Origine et histoire du Monument à Georges Clemenceau
Le monument à Georges Clemenceau à Sainte-Hermine (Vendée) est un hommage au 'Père la Victoire', surnommé aussi 'le Tigre', pour son rôle durant la Première Guerre mondiale. Érigé au 1er quart du XXe siècle, il est l’œuvre du sculpteur François-Léon Sicard, un proche de Clemenceau, assisté plus tard par Paul Belmondo pour des restaurations. Le projet naît en 1920 via une souscription publique locale, avec une pétition adressée au préfet de Vendée. Le monument, taillé dans un bloc de calcaire bourguignon, représente Clemenceau en manteau et chapeau mou, dominant une tranchée où six poilus le contemplent, symbolisant son lien avec les soldats.

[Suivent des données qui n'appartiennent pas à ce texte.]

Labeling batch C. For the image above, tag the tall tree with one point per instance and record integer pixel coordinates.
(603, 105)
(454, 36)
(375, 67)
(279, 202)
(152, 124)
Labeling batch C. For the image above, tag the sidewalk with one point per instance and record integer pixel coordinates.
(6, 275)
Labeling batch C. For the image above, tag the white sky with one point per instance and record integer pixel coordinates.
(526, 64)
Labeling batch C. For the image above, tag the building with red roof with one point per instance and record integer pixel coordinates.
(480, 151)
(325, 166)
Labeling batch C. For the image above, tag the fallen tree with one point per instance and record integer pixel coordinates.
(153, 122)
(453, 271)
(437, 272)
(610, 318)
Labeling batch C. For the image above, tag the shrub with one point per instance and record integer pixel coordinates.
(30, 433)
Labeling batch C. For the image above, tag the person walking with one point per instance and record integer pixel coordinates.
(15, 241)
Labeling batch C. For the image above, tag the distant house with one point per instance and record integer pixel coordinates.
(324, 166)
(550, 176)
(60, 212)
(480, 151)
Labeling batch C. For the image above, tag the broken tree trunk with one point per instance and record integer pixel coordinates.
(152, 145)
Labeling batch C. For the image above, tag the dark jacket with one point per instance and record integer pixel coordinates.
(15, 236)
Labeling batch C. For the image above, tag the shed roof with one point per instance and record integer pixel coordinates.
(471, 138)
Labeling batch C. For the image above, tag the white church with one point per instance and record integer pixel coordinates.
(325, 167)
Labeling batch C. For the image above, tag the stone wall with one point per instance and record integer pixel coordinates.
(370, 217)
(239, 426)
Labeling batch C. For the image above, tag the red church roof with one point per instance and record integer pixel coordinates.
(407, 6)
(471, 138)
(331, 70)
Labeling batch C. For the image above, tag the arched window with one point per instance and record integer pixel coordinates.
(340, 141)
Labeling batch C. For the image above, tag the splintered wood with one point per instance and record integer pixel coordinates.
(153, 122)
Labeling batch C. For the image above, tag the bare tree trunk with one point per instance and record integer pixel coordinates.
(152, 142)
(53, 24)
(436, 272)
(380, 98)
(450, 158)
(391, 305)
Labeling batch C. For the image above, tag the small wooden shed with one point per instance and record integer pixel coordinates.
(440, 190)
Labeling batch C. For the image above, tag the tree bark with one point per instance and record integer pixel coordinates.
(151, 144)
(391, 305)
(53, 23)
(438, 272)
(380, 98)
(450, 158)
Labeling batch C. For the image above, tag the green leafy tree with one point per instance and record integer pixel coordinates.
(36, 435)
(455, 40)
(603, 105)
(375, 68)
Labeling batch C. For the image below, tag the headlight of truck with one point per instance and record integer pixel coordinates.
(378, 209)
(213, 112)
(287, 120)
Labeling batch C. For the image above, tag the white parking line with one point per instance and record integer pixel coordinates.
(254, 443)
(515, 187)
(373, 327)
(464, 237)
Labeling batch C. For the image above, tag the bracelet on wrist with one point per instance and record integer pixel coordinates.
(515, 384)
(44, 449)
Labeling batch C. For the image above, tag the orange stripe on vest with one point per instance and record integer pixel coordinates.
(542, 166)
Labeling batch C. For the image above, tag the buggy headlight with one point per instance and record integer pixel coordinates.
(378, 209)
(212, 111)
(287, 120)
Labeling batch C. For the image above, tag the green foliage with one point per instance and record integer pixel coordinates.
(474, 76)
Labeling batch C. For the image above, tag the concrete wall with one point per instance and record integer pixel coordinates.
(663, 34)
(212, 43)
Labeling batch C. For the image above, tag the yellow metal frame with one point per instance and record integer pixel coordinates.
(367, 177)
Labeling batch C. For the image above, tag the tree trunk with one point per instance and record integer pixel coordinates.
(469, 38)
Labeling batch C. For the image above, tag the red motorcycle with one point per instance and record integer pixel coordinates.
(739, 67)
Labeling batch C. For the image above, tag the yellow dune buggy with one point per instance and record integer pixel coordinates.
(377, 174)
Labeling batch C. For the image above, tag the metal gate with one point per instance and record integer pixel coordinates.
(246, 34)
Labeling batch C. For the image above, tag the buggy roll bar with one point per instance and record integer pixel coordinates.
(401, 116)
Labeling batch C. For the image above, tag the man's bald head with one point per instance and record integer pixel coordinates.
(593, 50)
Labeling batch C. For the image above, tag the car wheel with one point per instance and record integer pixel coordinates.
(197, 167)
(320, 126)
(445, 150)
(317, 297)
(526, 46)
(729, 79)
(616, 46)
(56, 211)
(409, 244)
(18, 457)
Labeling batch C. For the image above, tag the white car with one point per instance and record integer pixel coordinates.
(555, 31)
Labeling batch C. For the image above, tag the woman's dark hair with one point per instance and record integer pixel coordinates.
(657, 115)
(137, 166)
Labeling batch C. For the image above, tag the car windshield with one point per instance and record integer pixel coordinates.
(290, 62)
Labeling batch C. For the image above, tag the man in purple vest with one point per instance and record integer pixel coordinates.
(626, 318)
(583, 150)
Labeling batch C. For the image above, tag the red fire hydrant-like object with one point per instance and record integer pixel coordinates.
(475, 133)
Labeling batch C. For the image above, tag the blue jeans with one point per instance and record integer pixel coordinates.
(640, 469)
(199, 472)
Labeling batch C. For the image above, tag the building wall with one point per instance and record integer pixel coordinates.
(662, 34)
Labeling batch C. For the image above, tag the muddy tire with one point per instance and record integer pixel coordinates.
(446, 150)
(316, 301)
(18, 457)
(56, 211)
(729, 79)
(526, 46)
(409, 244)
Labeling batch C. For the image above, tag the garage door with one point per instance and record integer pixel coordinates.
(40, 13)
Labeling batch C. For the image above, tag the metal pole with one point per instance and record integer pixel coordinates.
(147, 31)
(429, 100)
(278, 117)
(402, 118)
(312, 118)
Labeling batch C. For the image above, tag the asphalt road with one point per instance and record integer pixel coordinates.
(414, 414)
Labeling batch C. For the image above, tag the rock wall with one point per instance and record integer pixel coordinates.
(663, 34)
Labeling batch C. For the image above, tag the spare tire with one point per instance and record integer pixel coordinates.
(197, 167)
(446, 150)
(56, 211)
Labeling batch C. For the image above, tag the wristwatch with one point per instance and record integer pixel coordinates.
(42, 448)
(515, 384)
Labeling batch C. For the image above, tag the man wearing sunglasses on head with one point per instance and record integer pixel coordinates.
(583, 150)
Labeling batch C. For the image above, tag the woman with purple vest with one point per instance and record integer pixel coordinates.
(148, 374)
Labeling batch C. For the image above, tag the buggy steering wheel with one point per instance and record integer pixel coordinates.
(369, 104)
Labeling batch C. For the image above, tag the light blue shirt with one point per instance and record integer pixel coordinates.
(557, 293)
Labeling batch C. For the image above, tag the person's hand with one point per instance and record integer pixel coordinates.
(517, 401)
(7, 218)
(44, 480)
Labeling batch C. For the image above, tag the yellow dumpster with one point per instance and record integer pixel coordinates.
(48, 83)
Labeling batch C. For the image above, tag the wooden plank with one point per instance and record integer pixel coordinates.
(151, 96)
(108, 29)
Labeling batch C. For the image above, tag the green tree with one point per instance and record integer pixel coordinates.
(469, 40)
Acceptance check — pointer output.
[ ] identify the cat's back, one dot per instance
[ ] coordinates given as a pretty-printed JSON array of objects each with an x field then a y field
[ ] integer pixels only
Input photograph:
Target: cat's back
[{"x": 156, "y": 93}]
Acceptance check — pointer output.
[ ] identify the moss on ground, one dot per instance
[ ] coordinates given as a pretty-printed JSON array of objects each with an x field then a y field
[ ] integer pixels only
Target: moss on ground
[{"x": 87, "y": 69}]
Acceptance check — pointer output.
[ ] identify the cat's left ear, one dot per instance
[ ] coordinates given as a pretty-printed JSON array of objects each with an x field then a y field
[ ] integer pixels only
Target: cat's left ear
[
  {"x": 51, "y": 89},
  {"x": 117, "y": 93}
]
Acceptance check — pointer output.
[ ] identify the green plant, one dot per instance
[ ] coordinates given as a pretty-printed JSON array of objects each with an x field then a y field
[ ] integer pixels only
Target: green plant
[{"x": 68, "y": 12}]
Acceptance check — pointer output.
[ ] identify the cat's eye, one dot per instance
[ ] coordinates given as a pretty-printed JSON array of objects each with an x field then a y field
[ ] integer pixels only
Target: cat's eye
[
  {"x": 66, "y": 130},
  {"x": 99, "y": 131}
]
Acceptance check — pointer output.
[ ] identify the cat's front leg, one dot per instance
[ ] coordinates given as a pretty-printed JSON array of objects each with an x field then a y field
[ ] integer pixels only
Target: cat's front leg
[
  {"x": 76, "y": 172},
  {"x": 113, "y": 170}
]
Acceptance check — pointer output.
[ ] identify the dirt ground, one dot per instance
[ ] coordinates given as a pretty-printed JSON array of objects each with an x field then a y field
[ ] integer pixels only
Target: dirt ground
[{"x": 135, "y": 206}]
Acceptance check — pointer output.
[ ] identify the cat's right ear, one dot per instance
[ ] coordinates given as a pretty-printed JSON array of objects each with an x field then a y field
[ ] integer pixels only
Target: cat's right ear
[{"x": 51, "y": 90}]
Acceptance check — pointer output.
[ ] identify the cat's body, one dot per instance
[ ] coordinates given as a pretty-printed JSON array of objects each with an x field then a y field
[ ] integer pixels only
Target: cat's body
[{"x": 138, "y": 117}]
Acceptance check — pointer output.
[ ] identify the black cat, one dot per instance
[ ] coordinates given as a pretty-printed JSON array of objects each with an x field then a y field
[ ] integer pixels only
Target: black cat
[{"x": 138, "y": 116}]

L’inauguration a lieu le 2 octobre 1921 en présence de Clemenceau lui-même, sur un carrefour stratégique (anciennes routes nationales 137 et 148). Pendant la Seconde Guerre mondiale, en 1941, des soldats allemands vandalisent la statue, décapitant Clemenceau. La tête, conservée à Saint-Vincent-sur-Jard, est restaurée en 1942 par Belmondo, puis à nouveau en 1955. En 1966, le monument est surélevé lors de travaux routiers. Classé aux monuments historiques en 1998, il reste un symbole local, lié à l’enfance de Clemenceau à proximité (château de l’Aubraie à La Réorthe), où il exerça aussi comme médecin.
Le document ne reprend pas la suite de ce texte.